Rwanda-backed rebel militia has seized swathes of the eastern DRC, displacing thousands and triggering a humanitarian crisis. There had been high hopes that the summit hosted by Angola’s President Joao Lourenco the African Union mediator to end the conflict would end with a deal to end the conflict.
But around midday Sunday the head of the Angolan presidency’s media office said it would not go ahead.
Contrary to what we expected, the summit will no longer be held today, media officer Mario Jorge told journalists.
Lourenco was meeting with DRC leader Felix Tshisekedi and without Rwandan President Paul Kagame, he said. The Congolese presidency said that negotiations had hit deadlock over a Rwandan demand that the DRC hold direct dialogue with the Kigali-backed and largely ethnic Tutsi M23 rebels who have since 2021 seized swathes of the eastern DRC.

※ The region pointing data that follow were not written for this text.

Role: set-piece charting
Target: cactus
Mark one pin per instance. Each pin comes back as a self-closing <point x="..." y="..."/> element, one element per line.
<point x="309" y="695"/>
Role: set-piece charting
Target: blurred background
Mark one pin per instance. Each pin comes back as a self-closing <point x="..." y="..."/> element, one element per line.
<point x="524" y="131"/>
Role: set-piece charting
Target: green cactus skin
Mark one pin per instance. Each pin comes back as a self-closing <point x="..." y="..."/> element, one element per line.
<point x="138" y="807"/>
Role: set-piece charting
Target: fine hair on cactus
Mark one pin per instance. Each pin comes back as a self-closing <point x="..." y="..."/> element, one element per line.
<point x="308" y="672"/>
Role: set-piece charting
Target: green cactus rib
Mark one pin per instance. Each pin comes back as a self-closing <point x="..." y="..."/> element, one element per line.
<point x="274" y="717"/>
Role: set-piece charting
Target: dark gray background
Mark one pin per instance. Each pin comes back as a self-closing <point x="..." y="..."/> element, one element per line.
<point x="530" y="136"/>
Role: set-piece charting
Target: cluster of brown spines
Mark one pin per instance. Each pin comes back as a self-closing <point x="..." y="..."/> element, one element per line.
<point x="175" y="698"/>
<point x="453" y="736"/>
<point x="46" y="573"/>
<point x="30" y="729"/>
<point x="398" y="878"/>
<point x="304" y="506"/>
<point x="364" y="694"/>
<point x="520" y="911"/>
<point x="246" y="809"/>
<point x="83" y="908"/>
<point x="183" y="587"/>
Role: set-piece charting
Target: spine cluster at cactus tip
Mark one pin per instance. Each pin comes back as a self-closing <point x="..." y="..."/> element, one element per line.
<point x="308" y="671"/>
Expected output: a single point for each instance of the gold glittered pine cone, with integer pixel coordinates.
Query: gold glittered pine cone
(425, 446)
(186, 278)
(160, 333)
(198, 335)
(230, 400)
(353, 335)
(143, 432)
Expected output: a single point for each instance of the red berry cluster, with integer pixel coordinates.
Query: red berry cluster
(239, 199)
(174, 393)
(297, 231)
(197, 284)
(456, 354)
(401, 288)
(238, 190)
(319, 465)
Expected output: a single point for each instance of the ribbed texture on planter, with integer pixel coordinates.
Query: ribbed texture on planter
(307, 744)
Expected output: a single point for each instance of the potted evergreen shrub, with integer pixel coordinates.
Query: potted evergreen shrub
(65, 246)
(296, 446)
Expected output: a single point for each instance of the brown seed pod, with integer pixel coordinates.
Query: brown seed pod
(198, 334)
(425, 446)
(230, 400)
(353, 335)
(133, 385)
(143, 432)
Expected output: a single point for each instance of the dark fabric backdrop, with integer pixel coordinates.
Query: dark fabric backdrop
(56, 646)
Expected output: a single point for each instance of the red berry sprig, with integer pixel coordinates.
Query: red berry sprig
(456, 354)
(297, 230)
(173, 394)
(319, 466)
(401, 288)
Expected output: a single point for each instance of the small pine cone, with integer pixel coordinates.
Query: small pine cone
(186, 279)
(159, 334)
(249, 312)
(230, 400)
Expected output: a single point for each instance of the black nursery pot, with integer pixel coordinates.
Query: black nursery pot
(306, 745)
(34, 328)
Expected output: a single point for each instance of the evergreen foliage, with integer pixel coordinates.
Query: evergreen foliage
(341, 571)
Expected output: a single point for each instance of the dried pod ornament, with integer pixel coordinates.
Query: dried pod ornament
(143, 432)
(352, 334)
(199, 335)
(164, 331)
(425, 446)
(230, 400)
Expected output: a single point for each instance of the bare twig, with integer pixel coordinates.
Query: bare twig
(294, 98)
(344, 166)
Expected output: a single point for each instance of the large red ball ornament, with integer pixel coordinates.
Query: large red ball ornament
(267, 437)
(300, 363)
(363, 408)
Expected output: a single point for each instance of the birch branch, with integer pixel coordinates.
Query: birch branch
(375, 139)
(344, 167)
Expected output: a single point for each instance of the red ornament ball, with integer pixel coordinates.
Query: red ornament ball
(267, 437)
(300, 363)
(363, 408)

There is a stalemate because the Rwandans have set as a precondition for the signing of an agreement that the DRC hold a direct dialogue with the M23,” Giscard Kusema, the Congolese presidency spokesman present in Luanda, told AFP. Rwandan Foreign Minister Olivier Nduhungirehe said Friday that his country wanted “a firm commitment from the DRC to resume direct talks with the M23 within a well-defined framework and timeframe.
The Congolese government says, however, that the M23 only exists because of Rwandan military support.
If Kigali is in good faith in the negotiations and on its promise to withdraw … its troops from Congolese soil, the conflict will end with the M23, and at the same time it will stop with Rwanda,” a Congolese government source said.
kagame and Tshisekedi last saw each other in October in Paris but did not speak, though they have maintained dialogue through the mediation of Luanda. In early August, Angola mediated a fragile truce that stabilized the situation at the front line, but both sides continued to exchange fire and clashes have intensified since late October.